I had hang-ups and guilt that didn’t help. I put women on a pedestal, but fundamentally I was very hostile to them. I was trying to get even with my mother. Trying to get even with your dead mother is one of the most futile drives. There’s no payoff. A lot of revenge fucking of that sort goes on. But I can’t do it. I can’t be cruel. I can have fantasies about being cruel, but I can’t do it. I used to have a lot of rape fantasies, and my being Jewish, they had to do with fucking Wasps, country-club girls, the girls at Palm Beach or the girls at Smith and Vassar. My fantasies were always of making it with the unreachables, and if you’ve got a good imagination, your sexual fantasies are always better than anyone possibly could really be….”

Back we go to Barney Collier who says that Douglas Kiker told him that Buchwald likes him to tell stories of sexual conquest over lunch at Sans Souci. “Art sits enthralled. When Doug pauses in his story, Art is afraid it’s over too soon and goes ‘Yeah? Yeah?’ And Doug, who wrote two long novels, prolongs the climax. ‘Art loves it,’ Doug said. ‘Especially when I get to the fucking part. He keeps saying, Yeah; Yeah; Yeah.’ ”

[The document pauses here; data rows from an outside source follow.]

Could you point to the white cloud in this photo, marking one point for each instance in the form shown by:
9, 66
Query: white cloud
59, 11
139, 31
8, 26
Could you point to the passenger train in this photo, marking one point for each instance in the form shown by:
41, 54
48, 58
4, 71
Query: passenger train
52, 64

It’s a quintessentially journalistic passage; one gossip relating the gossip of a second gossip who himself is admitting to gossipping to a third person who is quite prepared to gossip about himself to yet another gossip who is putting together a book about first sexual experiences.

It’s too early for a complete theory of the psychopathology of journalists but I would commend to investigators Heinz Kohut’s essay on narcissism and narcis-sistic rage in Volume 27 of The Psychoanalytic Study of the Child. Kohut talks about the desire among those suffering narcissistic rage to “turn a passive experience into an active one.” Then he reports the case of Mr. P.

Mr P,…who was exceedingly shame-prone and narcissistically vulnerable, was a master of a specific form of social sadism. Although he came from a conservative family, he had become very liberal in his political and social outlook. He was always eager, however, to inform himself about the national and religious background of acquaintances and, avowedly in the spirit of rationality and lack of prejudice, embarrassed them at social gatherings by introducing the topic of their minority status into the conversation.

Although he defended himself against the recognition of the significance of his malicious maneuvers by well-thought-out rationalizations, he became in time aware of the fact that he experienced an erotically tinged excitement at these moments. There was, according to his description, a brief moment of silence in the conversation in which the victim struggled for composure after public attention had been directed to his social handicap….

Mr P’s increasing realization of the true nature of his sadistic attacks through the public exposure of a social defect, and his gradually deepening awareness of his own fear of exposure and ridicule, led to his recall of violent emotions of shame and rage in childhood….

It seems to be as good a definition of a gossip as any I’ve read recently.